You see, when I got this nice new job here in ATL and started making decent money, I went out, and I bought me an iPod. Loved the thing. They’re just awesome. Small, lightweight, brilliant interface, good audio quality, good physical quality. Overpriced, but hey. I had a new job.

Some time later, a friend bought me a new iPod Video as a gift, and I gave the old iPod mini away to a friend. I love the new iPod even more than the old one. I even put an iPod adapter in my car so I can hook the iPod directly to the stereo – works great, I can control the iPod from the head unit, and it displays track info on the head unit’s display. Awesome. Love it.

Basically, iPods are the shit.

The problem, however, is in the software. You see, iTunes is godawful. Dreadful. Ghastly. Really, really bad.

It doesn’t work with multiple users. AT ALL. It gives each person a seperate library; purchases from ITMS don’t show up for both users, and neither do playlists; if one person has iTunes open, the other can’t open it or control the other instance, and if you switch to another user from the user that’s running iTunes while it’s playing, the audio goes all choppy until you force-quit the app. The application is a resource-hog. The interface is awful.

I like the iTunes Store – it’s usually cheaper than buying CD’s, and I can make purchases from the comfort of my livingroom and immediately put them on my iPod without having to rip CD’s. I do feel a little gipped on quality settings, and I feel thoroughly gipped by the DRM. You see, I’d happily buy tracks off of ITS all day long, if I could play the damned things in, oh, say, WinAmp. I would buy Apple’s hardware, I would buy Apple’s content – the only part I don’t want is the part they don’t make a penny off of, their free software. But can you remove that piece of the equation? Well, sort of.

You see, you can burn and re-rip your ITMS tracks to get plain MP3s, it’s just a pain to do so. After that, you can play them in any player you want – but you still need iTunes to update your iPod’s library. Of course, you could re-flash the iPod BIOS in order to use a different app to manage it, but then you lose all accessory functionality – e.g., my car-stereo hookup. So, it’s a no-win situation.

Why not switch to another MP3 player, and another online store?

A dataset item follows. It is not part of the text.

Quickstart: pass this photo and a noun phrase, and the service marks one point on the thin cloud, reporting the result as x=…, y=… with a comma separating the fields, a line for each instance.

Well, all the online stores have DRM issues, and most of them use WMA, which I hate even more than AAC. On top of that, because Apple dominates the player market, they own the accessory market too – a good 90% of accessories are only available for the iPod, or if they work with other players, feature very limited support (i.e., audio only, no support for controlling the iPod via the device or gathering track info from the iPod for display on the device.)

So, I suppose at this point I’m suck with iTunes. But, Apple, you’ve got a choice: either get iTunes into shape, open up access to ITS and iPod to other software, or expect to lose a good hunk of market share as soon as decent alternatives become available. Because I’m already more than ready to jump ship as soon as a decent alternative appears.